In the second half of the 20th century, American social movements were concerned with the equal rights and treatment of many subgroups and minority populations. Many radical theories that promoted feminist objectives emerged, and among the most radical theory of second-wave feminism was that of Canadian-born Shulamith Firestone’s The Dialectic of Sex. Combining theories from Sigmund Freud, Karl Marx, and Simone de Beauvoir, Firestone described a utopia where women were freed from the burdens of biological imperatives of pregnancy and childbirth, and children were bred in artificial wombs and raised communally.
In her 1970 pivotal text, Firestone analyzes how women’s historical opportunities have been limited by the burden of reproduction placed on their bodies. She advocates a redefinition of sex roles, the rights of women to reproductive choice, and the disassembly of the family group. She was a political celibate and encourages other women to engage in celibacy as a path to liberation. She promoted mechanical means of reproduction and fetal development, such as technological wombs, and advocated eliminating the cultural differences between people of different sexes. Her most radical suggestion was an absolute denial of Freud—she negated his view that the sex drive is what motivates human behavior.

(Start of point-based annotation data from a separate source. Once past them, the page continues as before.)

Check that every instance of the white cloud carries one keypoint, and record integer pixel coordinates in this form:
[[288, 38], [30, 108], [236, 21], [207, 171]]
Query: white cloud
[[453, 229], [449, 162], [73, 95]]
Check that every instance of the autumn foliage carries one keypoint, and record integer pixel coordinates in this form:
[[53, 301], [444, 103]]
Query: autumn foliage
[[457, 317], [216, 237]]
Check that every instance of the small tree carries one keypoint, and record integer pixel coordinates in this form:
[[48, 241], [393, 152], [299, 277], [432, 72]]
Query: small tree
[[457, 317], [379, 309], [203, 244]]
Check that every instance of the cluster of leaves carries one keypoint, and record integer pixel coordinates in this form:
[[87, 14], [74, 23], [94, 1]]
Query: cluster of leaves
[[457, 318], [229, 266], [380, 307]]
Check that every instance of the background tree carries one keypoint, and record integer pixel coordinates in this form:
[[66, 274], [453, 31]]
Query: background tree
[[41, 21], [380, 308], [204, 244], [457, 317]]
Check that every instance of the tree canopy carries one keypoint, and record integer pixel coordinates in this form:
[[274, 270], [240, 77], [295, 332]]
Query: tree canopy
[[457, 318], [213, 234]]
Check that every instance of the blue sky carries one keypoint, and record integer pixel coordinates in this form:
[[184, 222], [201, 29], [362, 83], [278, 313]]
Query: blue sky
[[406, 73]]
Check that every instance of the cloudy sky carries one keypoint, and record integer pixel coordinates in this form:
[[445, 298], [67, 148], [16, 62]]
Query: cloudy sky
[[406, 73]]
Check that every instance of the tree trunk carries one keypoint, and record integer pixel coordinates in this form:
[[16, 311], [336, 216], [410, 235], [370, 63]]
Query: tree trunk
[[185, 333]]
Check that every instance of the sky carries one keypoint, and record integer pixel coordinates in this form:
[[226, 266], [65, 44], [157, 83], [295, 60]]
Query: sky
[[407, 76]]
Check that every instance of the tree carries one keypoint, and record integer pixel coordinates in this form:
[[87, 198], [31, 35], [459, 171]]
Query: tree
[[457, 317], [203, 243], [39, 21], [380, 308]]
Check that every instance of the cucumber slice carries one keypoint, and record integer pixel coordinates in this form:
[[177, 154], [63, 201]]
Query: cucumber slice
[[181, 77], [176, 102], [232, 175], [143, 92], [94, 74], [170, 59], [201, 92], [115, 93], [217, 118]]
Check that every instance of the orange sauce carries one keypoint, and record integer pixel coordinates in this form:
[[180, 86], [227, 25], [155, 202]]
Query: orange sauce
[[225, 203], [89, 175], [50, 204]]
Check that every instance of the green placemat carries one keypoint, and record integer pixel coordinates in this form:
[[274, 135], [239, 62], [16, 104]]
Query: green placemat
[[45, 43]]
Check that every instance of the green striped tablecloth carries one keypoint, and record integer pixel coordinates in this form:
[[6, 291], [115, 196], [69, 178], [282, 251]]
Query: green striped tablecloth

Firestone was mainly politically active before the publication of Dialectic, and afterward she continued to found and support multiple feminist societies and causes around the country. She has been lauded and hailed as one of the most significant figures in the movement toward equal rights for women and a better understanding of the female human condition. Ultimately, she only published one other work, in 1998, which was an autobiography recounting her struggles with mental illness.